For the University, this very important partnership with the NSW Government will serve to significantly enhance our agriculture education platform in a collaborative and highly integrated way. It will serve to showcase the University's world leading science, agricultural, STEM and environmental research and facilities, placing them at the centre of teaching and research activities.

Agriculture contributes $12 billion to the NSW economy. Deloitte Access Economics identified it as one of five 'next wave' sectors of the Australian economy in the wake of the mineral and resources boom. The outlook for the sector is strong, and the potential for us to become a global leader in agricultural innovation is real. This is why programs that combine the latest developments in agriculture with the core elements of STEM education are so critical. This is what we are building at Hawkesbury.
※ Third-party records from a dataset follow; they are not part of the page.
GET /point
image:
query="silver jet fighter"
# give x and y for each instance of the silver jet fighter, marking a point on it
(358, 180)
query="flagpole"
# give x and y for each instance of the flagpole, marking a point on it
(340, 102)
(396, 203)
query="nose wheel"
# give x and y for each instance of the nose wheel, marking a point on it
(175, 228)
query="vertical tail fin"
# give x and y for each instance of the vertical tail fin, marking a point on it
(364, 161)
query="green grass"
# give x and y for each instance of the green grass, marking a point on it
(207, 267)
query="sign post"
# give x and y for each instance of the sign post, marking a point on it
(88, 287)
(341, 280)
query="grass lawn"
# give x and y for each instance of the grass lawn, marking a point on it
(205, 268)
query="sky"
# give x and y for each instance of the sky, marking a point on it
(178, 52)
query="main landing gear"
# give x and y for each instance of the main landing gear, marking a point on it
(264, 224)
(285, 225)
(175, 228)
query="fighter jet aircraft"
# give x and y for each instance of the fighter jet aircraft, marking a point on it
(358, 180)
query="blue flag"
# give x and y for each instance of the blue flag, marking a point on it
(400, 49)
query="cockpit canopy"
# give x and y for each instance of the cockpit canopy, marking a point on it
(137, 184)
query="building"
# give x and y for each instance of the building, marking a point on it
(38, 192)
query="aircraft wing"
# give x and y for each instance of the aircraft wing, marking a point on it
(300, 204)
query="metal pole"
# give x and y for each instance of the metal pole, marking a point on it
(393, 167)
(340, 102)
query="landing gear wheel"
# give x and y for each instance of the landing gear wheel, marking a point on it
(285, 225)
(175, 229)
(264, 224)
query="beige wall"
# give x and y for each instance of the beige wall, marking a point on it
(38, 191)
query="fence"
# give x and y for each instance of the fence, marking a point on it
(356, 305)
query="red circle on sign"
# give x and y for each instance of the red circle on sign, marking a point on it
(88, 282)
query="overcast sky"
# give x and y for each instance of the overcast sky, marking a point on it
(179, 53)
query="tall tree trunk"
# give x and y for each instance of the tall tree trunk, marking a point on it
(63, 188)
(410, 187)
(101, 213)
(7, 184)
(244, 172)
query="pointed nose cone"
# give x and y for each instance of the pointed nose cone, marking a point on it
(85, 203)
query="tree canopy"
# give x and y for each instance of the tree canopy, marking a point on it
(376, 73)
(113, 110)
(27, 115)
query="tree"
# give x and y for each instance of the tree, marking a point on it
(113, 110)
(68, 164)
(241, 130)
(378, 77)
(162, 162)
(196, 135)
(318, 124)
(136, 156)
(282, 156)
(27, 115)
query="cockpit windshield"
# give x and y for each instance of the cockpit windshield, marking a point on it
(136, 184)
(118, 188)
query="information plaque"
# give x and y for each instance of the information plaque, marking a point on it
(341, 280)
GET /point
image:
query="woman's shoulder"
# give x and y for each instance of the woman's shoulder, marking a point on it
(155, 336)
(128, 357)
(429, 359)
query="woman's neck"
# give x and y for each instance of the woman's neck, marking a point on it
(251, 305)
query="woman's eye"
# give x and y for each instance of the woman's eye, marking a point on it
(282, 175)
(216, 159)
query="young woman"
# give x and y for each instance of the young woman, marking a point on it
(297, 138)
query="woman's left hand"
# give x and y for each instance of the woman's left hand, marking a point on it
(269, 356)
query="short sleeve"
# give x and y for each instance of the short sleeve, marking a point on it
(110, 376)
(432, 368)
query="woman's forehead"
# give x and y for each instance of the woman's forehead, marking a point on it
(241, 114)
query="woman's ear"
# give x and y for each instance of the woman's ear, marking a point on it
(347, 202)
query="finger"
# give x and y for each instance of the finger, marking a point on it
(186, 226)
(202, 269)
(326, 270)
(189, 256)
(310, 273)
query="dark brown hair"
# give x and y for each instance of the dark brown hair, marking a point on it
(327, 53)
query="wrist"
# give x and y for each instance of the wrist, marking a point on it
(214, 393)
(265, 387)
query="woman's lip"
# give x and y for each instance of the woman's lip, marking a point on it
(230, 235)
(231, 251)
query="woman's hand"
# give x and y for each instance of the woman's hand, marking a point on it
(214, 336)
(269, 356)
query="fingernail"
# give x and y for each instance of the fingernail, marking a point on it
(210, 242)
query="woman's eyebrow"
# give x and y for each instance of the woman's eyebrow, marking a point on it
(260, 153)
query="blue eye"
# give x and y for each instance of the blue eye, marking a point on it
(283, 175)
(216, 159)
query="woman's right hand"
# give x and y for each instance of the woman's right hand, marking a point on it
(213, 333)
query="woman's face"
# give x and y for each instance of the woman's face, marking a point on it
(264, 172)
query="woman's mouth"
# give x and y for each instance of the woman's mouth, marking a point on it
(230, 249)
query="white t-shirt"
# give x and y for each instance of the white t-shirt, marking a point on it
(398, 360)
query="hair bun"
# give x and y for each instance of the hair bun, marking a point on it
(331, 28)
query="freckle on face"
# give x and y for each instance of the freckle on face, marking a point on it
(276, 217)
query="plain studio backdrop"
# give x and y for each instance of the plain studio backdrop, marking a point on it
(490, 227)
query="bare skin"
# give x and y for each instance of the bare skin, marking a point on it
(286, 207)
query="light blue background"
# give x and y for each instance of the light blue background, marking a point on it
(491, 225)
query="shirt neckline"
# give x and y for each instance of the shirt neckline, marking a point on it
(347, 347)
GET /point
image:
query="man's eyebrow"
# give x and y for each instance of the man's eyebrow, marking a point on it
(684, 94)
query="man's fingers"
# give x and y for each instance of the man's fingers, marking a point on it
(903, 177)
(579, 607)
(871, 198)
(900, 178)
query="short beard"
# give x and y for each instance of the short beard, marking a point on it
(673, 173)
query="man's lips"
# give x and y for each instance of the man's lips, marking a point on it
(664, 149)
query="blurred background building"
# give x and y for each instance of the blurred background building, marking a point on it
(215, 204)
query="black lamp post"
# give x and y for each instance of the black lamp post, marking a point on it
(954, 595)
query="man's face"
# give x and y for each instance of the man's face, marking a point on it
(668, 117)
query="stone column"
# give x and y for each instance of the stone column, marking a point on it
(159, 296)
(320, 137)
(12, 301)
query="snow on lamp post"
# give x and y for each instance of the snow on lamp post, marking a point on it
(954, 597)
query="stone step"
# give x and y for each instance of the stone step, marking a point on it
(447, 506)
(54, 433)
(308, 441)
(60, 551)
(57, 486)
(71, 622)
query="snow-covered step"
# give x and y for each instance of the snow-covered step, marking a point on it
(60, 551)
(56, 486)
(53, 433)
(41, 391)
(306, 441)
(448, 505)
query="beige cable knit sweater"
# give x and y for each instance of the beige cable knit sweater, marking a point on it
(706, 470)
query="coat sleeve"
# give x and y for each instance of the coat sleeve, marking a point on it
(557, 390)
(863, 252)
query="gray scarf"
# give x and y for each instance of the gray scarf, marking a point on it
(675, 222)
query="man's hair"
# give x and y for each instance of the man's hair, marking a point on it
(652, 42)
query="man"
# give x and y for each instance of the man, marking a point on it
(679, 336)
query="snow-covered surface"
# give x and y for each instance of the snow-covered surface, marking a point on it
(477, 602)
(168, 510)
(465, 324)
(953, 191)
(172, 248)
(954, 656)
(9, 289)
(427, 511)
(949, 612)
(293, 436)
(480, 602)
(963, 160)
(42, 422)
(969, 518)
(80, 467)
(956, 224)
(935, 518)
Hawkesbury is also the focus of the University's significantly progressed strategy to create an Agripark; a concentration of industry, teaching and research innovation in agriculture and agribusiness. As part of a broader Innovation Corridor stretching from Campbelltown in the south, Penrith in the middle, and Hawkesbury in the north, the Agripark will bring together world-leading expertise in land-based innovation in a peri-urban and internationally connected setting. With a focus on developing intensive, high-yield, technology interfaced agricultural practice, the Agripark will also work to address spoilage, logistics, distribution, production and market challenges in agriculture both at the domestic and the global level.

Initiatives like the Agripark and vertically integrated education are relatively new, but they are founded on the back of a strong history and tradition. The University is deeply proud of its connection to agricultural education, dating back to the commencement of the Hawkesbury Agricultural College in 1891. We are excited by the opportunities this partnerships provides to help us renew and progress this proud agricultural education tradition and to support Western Sydney's continued emergence as a key driver of Australia's innovation agenda.

Thank you for joining us today to celebrate Hawkesbury and our University. I hope you enjoy the opportunity to connect with your former classmates and teachers here today and I look forward to seeing you again at next year's event.